Trust Exercise(59)


“Home sweet home.”

“You’re living there?” Sarah’s high-gear voice dropped an octave. She’d finally forgotten herself, and that sardonic quality of knowing—not necessarily caring, but knowing—that Karen remembered so clearly, returned. Sarah had always seemed to know. Not you, but something you wanted to know. Now she seemed to see their town, dumped over a neighboring table like so many dirty guacamole bowls. “I never imagined you’d live there. I’d sooner imagine I’d live there, and I never imagined I’d live there. How is it?”

“It’s great. It’s not the same place we lived when we were kids. I mean, that place is still there, but I don’t spend much time there.”

“I hated living there so much. I always felt so powerless.”

“We were kids. We weren’t supposed to have power.”

“You had power. You had that car.”

How Karen’s crappy high-school car loomed for Sarah! It was one of the things that fascinated Karen about Sarah’s book, this grievance about Karen’s car. It was one of the things that kept Karen curious about Sarah, and not just enraged. If Karen wandered off in Freudian directions, a guilty pleasure, she might conclude there was, in addition to the obvious penis envy (phallus-envy? Karen’s Freud is pretty rusty, please remember she majored in dance), also some obvious father envy going on, Karen’s car representing Karen’s father’s role in her life, which while minuscule was larger than Sarah’s father’s role in Sarah’s life, since Sarah never saw her father and didn’t even know where he lived. Here we might understand “father” as meaning any form of masculine care. See, for example, Sarah’s special friendship with the man we call Mr. Kingsley, and that friendship’s mysterious end. See, for another example, Sarah’s thing for David’s car. That phone he failed to answer, that mess in his passenger seat. That orgasm Sarah gives herself, masturbating, because David’s not there. Everything about the car represented David’s broken promise to take care of Sarah, as if David was more—or should have been more—than just another fucked-up teenage kid. Why was David responsible for her? What about the adults in their lives? As if on cue, Sarah said, “Do you see anyone?”

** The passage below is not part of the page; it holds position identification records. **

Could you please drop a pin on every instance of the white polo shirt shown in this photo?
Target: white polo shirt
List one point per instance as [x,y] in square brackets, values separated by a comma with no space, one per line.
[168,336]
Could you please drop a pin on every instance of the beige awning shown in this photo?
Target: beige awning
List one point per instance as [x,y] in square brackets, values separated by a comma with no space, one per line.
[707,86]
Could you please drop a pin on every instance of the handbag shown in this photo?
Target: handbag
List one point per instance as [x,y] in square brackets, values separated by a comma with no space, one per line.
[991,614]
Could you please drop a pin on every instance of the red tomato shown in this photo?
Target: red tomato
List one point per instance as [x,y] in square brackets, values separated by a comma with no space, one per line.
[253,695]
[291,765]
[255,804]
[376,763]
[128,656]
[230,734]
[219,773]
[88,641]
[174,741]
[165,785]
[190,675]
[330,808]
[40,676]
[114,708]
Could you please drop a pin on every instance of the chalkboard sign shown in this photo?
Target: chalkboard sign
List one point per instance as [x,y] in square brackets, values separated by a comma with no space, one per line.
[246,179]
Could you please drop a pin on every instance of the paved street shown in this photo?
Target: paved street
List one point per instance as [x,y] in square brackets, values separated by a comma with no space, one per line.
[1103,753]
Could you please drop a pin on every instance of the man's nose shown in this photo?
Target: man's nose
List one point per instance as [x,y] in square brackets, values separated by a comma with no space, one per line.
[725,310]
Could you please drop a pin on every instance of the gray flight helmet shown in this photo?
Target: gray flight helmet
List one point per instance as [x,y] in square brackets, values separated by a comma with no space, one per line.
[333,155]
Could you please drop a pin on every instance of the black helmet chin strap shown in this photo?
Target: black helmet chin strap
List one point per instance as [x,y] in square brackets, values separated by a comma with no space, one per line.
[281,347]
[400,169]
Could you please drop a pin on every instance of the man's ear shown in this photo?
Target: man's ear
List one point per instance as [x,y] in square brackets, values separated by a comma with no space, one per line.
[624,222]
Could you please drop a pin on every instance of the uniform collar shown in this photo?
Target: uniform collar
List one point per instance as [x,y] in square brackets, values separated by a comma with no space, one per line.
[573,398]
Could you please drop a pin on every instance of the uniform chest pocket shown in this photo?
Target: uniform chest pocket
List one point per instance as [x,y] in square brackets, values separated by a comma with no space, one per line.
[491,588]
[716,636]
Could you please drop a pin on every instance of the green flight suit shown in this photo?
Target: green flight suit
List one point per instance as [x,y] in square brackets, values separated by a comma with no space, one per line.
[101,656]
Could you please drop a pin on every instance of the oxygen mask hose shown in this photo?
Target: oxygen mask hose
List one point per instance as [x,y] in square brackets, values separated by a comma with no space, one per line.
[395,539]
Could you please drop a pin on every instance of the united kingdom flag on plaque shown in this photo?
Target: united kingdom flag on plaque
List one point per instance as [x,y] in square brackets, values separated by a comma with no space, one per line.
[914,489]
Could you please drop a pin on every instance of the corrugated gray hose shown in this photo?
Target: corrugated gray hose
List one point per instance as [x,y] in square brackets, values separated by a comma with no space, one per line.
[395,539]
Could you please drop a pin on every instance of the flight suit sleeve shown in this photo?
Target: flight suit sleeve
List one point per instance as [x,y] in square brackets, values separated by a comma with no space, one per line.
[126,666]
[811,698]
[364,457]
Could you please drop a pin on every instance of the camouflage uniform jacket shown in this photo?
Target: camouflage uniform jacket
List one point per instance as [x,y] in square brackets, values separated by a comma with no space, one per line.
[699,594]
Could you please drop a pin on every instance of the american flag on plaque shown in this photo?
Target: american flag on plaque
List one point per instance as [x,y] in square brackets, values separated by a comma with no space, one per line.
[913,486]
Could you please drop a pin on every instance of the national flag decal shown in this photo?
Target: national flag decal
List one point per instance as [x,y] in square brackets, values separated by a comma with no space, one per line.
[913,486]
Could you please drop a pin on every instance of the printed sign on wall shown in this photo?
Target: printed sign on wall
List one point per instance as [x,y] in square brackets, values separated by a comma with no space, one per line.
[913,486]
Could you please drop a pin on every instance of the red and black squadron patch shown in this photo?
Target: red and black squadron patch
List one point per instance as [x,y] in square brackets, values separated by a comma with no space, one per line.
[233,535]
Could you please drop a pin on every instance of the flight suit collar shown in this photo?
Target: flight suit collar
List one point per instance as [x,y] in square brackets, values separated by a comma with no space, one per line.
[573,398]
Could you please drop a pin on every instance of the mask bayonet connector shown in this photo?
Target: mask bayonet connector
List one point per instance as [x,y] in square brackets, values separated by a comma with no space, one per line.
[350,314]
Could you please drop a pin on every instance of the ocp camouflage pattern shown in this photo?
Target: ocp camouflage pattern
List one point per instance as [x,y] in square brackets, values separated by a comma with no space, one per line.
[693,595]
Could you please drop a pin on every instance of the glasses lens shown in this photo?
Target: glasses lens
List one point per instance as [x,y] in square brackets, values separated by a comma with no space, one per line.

And by “anyone” Karen knew Sarah meant David, and felt the satisfaction of the night arriving just where she’d intended, like a train pulling in right on time.

“I see David a lot. In fact, we’re working on something together.”

Another of Karen’s observations about people who drink is that their drunkenness doesn’t steadily accumulate like snow building up. It has valleys and peaks, of confusion and relative clearness. Although the confusion gets steadily worse, and the relative clearness gets steadily cloudy, there keep being these moments of reaching a peak, where the drunk person thinks she can see. She feels certain she isn’t that drunk. That’s where Sarah was, as the subject of David came up. Sarah was no longer high-pitched and hyper, she was no longer churning out fake excitement, she was tenderized down to her bones. She must have felt steady and safe in her own fortress walls. If it’s possible to see a person’s self-absorption clash against her curiosity, to see her inwardness and outwardness collide, then I saw it in Sarah. I saw her craving to talk about David meet her craving to learn a new David, from me. Before, she’d forgotten herself. Now, for him, she set herself aside.

“Tell me about him,” she said.



* * *



ONE OF THE challenges I’ve faced in therapy is my total recall. All my life I’ve had a flawless memory. All my life people have noticed, no one more than my mother. When I was very young, my mother paraded my memory. There was the lighthearted way she’d use me grocery shopping instead of a list. Imagine me at four or five years old, Kevin a fat toddler stuck in the shopping-cart seat. Aisle by aisle I’d rattle off our kitchen shortages down to the teaspoon. We were out of milk and bread, we had three eggs, we had a frozen chicken breast in the freezer, the baking soda box was empty, there was only one sleeve of saltines. She’d ask me questions about the sugar bowl’s level or the state of the lettuce when other people were in earshot, always hoping they’d make some comment, and when they did she was off to the races. “Believe me—she also knows how long it’s been since I vacuumed the carpet.” [Appreciative laughter.] “Believe me—it’s no fun when your kid won’t forget that you promised her ice cream—last summer!” [More appreciative laughter.] There was the less lighthearted way she deployed me in wars with my father or, later, her boyfriends. “Are you sure you want to say that to me? Karen’s listening.” “Karen, please remind Paul what he promised to do.” As I got older, though, my mother stopped parading my memory. She stopped bragging about it or hitting her enemies with it. Instead, she started running it down. My memory had been the ultimate proof of any points that she wanted to make, but it strangely disproved any points of my own. I might remember some incident, sure, but I did not understand it. Anybody whose brain was so cluttered with dull trivia like the approximate number of ounces of toothpaste left in the tube didn’t actually know what things meant. My mother first exploited my memory, and then insulted it, but the conclusion I reached didn’t change. My memory was my innermost self and I had to protect it.